「ユニットケアに出会って」(社会福祉法人梨雲福祉会 特別養護老人ホーム梨雲苑 副施設長 朝野 真紀子)
2019年4月1日 更新
私は居宅ケアマネジャーとして勤務していた時に、利用者が自宅から介護施設に入居されて支援が終了するという経験を何度もしました。居宅ケアマネジャーの役割は、「介護が必要な状態になっても住み慣れた地域で安心して暮らせるように支援すること」であり、施設に入居されればその時点で本人やご家族とのつながりは無くなり、私にとってその方は「施設の人」になってしまった…という気持ちでいました。
しかし昨年、特養で勤務することになりユニットケアに携わったことで、施設は「もうひとつの我が家」であり、そこでは「暮らしの継続」が実現できていることを知りました。居宅ケアマネジャーにとっては支援終了だったことが、その方にとっては新たな居場所づくりの始まりであり、施設にとっては暮らしの継続の支援の始まりであることが何とも言えず嬉しいような誇らしいような気持ちになったことを覚えています。
ほとんどの人は自宅での生活・介護を望んでいながらも、様々な事情から最後の選択肢として施設に入居することが多いのが現状だと思います。そんな状況であってもユニットケア施設とその理念が一筋の光となって新たな暮らしを照らすことができ、そんな施設が身近にあると知ることで、在宅生活を継続する上でも大きな道標になっていけるのではないかと感じています。

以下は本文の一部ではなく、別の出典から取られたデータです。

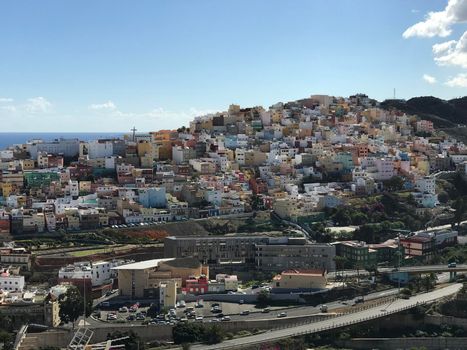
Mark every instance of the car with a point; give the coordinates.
(111, 317)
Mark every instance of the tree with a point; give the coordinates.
(133, 342)
(7, 339)
(263, 299)
(429, 282)
(184, 333)
(213, 335)
(72, 305)
(460, 205)
(395, 183)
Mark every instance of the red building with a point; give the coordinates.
(419, 247)
(4, 223)
(196, 285)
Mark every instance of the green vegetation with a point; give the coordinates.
(442, 113)
(133, 342)
(184, 333)
(80, 253)
(72, 305)
(263, 299)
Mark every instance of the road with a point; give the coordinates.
(335, 322)
(425, 269)
(233, 310)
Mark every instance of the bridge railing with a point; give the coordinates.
(337, 324)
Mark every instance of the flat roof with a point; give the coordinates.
(142, 265)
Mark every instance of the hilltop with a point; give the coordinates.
(443, 113)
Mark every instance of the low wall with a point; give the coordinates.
(404, 343)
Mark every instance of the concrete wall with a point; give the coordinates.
(405, 343)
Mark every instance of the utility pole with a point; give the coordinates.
(399, 263)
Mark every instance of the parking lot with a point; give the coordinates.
(201, 311)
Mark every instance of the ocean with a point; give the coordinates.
(11, 138)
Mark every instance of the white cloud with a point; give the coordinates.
(439, 23)
(37, 105)
(429, 79)
(452, 53)
(109, 105)
(458, 81)
(11, 109)
(442, 47)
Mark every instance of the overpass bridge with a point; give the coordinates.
(426, 269)
(340, 321)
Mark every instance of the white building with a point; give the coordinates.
(10, 282)
(426, 185)
(99, 273)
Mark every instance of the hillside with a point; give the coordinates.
(444, 114)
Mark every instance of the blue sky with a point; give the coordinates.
(109, 65)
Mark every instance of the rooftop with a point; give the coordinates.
(142, 265)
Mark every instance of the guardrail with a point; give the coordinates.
(20, 336)
(334, 325)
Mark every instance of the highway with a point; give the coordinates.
(337, 322)
(425, 269)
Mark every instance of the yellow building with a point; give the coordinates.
(85, 186)
(141, 279)
(168, 294)
(7, 189)
(27, 164)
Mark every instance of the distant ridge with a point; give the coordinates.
(443, 113)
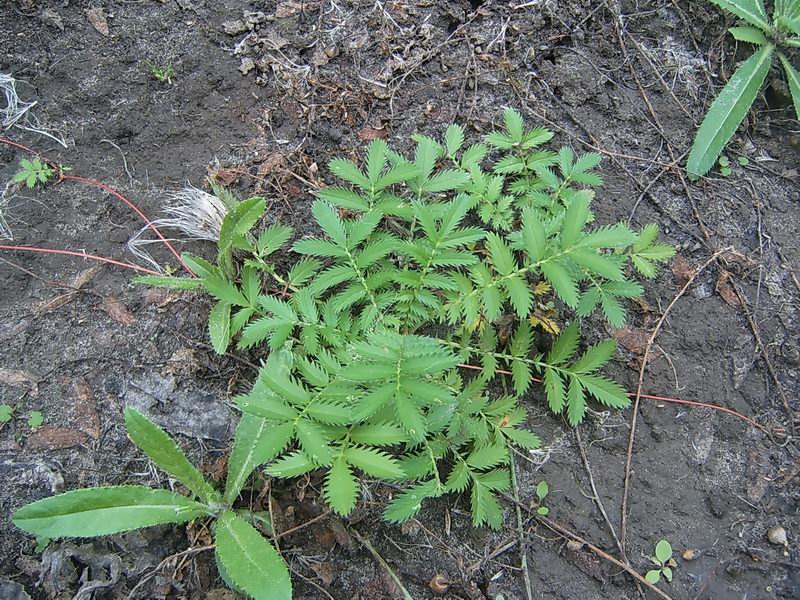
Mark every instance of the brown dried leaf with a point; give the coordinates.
(50, 437)
(117, 311)
(725, 289)
(85, 409)
(633, 340)
(97, 17)
(682, 269)
(371, 133)
(19, 378)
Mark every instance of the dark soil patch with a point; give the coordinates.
(323, 77)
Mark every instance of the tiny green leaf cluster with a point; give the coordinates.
(664, 562)
(777, 36)
(388, 337)
(33, 172)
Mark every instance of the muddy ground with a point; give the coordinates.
(631, 79)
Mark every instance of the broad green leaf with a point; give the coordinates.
(105, 510)
(250, 563)
(175, 283)
(793, 77)
(164, 452)
(728, 110)
(219, 327)
(751, 35)
(257, 441)
(239, 221)
(663, 551)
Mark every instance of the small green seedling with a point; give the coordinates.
(541, 493)
(33, 172)
(35, 420)
(162, 74)
(724, 166)
(664, 561)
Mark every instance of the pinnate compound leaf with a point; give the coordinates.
(728, 110)
(105, 510)
(164, 452)
(249, 562)
(219, 327)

「日々の言動力に」(社会福祉法人梨雲福祉会 特別養護老人ホーム梨雲苑 主任・フロアーリーダー 竹内 七々恵)
2019年4月1日 更新
自施設では、ユニットケアの理解を深めるため、ユニットリーダー研修の受講を重ねています。私も研修に参加した一人です。
私がユニットリーダー研修に参加したのは9年前のユニットリーダーになったばかりの頃でした。ユニットケアについての理解が浅く、「ユニットケアとは?」「マンツーマン入浴は何が良いのか?」「ユニットで炊飯するのは何のためか?」など、理由を聞かれた時に、どう答えれば良いか、自信がありませんでした。
ユニットリーダー研修では、ユニットケアにおける理念“暮らしの継続“の大切さ、24時間の暮らしを見つめることの大切さを学ぶことができ、また、24Hシートを活用することで、その人の暮らしを知ることの大切さを学び、個別にケアすることの根拠を深く理解することができました。
研修参加後には、「ユニット職員にこうやって伝えればいいのだ。」と言い切れる自分が居ました。確実に研修前よりも自信を持つことができました。また、自施設の課題がはっきりと分かり「やらなければ。」と気合が入りました。
現在も課題はあり、悩んだときには研修を振り返り、目指すべき方向性を確認しています。
ユニットリーダー研修は、ユニットケアの学びを深めさせてくれると同時に、自分自身に自信とやる気を与えてくれました。私にとって日々の原動力となっています。
「鶏が先か、卵が先か」(社会福祉法人綿半野原積善会 特別養護老人ホームかざこしの里 施設長 仲村 茂樹)
2019年4月1日 更新
平成12年(18年前)に介護保険法が施行され、新たなユニット型特養が国に認知されました。(入居前から継続する暮らしと、入居者一人ひとりにあわせた個別ケアを大切にする)ユニット型特養は何ができるのだろうか、(国、地方も含め)それぞれの特養がその可能性を追求した期間であったろうと思います。
かざこしの里は介護保険制度が始まった5年後に開設し、この14年間、ユニット型特養だからできる支援を模索しながら歩んできましたが、その歩みには、日本ユニットケア推進センターとの出会いがとても大きかったと考えています。ユニットケアの理念に基づいた体系的な理論を学び、研修を繰り返すことにより「あなたらしく暮らせるところあなたと共に創ります」という施設理念を具体化し、かざこしの里らしい、地域のみなさんに選んでもらえる特徴ある施設になってきたと思っています。
介護業界の人手不足が年々深刻になってきており、職員の不足をタイムリーに補充することが難しい状況が続いています。地域から選ばれる施設であると共に介護を目指す者からも選ばれる施設である必要があります。「ユニットケアの理論」に則ったケア(支援)を大切にし、「理念」に基づいた入居者の暮らしを中心においた、(ルーティン業務に陥らない)職員が誇りの持てるケアを目指すことが職員採用にあたっても大きなメリットになっていると感じています。「鶏(職員採用)が先か、卵が先か」という言葉がありますが、まずは、ユニットケアの理論に基づいた実践を行うことが必ず職員採用にも良い影響を与えるものと思っています。